We are seeking a highly skilled Lead Site Reliability Engineer (SRE) / DevOps Engineer to drive the reliability, observability, and operational excellence of our platforms. This role will lead major initiatives around monitoring, automation, incident response, and performance optimization leveraging enterprise tools such as Dynatrace, BigPanda, and LogScale/MonPro.
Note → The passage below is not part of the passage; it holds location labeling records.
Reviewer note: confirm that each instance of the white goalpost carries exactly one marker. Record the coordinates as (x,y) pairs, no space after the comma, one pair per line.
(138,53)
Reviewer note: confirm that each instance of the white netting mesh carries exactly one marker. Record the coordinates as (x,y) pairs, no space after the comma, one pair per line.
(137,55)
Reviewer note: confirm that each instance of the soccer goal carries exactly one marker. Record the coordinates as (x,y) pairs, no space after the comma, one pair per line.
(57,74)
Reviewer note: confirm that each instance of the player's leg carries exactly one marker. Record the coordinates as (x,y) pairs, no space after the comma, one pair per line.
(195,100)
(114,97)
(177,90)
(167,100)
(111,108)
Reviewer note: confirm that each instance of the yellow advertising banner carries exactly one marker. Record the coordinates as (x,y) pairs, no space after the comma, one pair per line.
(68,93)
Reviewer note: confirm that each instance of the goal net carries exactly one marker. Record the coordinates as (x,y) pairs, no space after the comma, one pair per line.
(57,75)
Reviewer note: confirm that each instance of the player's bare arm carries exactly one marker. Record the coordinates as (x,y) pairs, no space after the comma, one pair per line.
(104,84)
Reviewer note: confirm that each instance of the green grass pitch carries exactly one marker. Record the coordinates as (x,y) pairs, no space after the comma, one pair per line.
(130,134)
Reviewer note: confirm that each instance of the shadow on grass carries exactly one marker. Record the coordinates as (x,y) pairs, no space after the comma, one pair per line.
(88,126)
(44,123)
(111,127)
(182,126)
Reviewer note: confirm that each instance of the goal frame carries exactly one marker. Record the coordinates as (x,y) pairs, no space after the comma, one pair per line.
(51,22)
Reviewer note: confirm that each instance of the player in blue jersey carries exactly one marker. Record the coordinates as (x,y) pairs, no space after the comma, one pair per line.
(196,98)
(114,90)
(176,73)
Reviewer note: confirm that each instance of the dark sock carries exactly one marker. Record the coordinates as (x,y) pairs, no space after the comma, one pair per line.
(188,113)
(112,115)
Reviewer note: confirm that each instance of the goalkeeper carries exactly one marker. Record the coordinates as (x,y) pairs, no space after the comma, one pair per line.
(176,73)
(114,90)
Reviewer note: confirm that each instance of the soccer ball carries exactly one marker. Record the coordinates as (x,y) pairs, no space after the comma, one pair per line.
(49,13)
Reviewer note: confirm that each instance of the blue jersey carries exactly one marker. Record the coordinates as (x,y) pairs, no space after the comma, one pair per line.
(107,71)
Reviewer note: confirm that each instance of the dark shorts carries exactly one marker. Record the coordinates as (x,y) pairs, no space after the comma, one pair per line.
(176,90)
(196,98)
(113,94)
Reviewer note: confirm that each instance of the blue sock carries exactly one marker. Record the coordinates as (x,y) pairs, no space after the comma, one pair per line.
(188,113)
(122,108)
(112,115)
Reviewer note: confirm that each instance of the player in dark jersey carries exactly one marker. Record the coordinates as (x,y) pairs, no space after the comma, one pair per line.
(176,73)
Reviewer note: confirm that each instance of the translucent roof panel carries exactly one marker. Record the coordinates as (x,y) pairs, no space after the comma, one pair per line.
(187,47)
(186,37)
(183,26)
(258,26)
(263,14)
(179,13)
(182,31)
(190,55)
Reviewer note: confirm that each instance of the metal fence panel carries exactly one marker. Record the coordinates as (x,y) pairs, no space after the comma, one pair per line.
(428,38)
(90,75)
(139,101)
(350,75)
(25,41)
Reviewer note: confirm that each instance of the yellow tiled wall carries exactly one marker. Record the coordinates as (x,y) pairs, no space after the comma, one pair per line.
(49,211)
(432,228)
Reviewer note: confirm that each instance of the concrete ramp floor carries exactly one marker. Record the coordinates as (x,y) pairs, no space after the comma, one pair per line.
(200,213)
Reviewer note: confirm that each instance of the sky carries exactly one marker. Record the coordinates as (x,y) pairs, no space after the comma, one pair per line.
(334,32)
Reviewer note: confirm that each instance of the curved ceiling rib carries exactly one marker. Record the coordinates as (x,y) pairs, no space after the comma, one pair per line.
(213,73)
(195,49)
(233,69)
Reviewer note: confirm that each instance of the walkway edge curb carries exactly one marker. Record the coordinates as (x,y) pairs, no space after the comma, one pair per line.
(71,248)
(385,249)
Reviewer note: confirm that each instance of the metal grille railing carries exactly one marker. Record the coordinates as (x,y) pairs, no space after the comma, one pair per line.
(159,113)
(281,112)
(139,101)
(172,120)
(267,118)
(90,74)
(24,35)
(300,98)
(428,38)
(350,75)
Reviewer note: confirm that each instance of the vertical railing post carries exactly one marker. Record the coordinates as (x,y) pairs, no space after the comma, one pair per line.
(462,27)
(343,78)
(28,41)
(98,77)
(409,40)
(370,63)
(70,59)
Candidate will partner closely with engineering, operations, and product teams to build robust systems, improve service availability, and ensure a seamless user experience through proactive observability and best-in-class SRE practices.

Requirements

  • 7+ years of experience in SRE, DevOps, or Infrastructure Engineering roles.
  • Hands-on expertise with observability/monitoring tools such as: Dynatrace (APM, RUM, dashboards, alerting) BigPanda (event correlation, incident response) LogScale / MonPro / LogicMonitor or similar log and metrics platforms
  • Solid experience with cloud platforms (AWS, Azure, or GCP).
  • Strong proficiency in automation & orchestration (Terraform, Ansible, Jenkins, GitHub Actions, etc.).
  • Proven track record in incident management, RCA, and implementing reliable SRE practices.
  • Experience with CI/CD pipelines, infrastructure as code, and configuration management.
  • Deep understanding of Linux systems, networking fundamentals, and distributed system design.
  • Strong scripting abilities (Python, Bash, PowerShell, or equivalent).
  • Excellent communication, leadership, and cross-team collaboration skills.

Nice To Haves

  • Experience leading SRE or DevOps teams.
  • Knowledge of chaos engineering, advanced anomaly detection, and proactive alerting strategies.
  • Experience implementing SLI/SLO frameworks and performance optimization programs.
  • Familiarity with containerization (Docker, Kubernetes) and service meshes.

Responsibilities

  • Implement and enhance proactive observability frameworks to anticipate and mitigate issues before they occur.
  • Optimize experience monitoring and user interaction metrics across applications and services.
  • Manage and improve the event catalog, ensuring all system events are structured and actionable.
  • Build and maintain dashboards, alerts, and health reporting using tools like Dynatrace, BigPanda, MonPro, and LogScale.
  • Perform service tuning to improve system performance based on real-time metrics and data analysis.
  • Establish and maintain observability standards and best practices across teams.
  • Conduct chaos testing and resilience validation to ensure high system availability.
  • Lead anomaly detection practices to quickly identify and respond to unusual system behavior.
  • Ensure platform stability, performance, and reliability through proven reliability engineering principles.
  • Drive SRE initiatives, including continuous improvement projects within the Site Reliability Center.
  • Develop, maintain, and scale automated orchestration pipelines to streamline operations and improve efficiency.
  • Create, maintain, and enforce SRE standards, including SLIs, SLOs, and operational playbooks.
  • Lead and conduct root cause analysis for critical incidents and drive long-term remediation improvements.
  • Own the problem management lifecycle-identifying, tracking, and resolving underlying issues to prevent recurring incidents.
  • Collaborate with cross-functional teams to address systemic issues and drive operational resilience.

Benefits

  • A highly competitive compensation and benefits package.
  • A multinational organization with 58 offices in 21 countries and the possibility to work abroad.
  • 10 days of paid annual leave (plus sick leave and national holidays).
  • Maternity & paternity leave plans.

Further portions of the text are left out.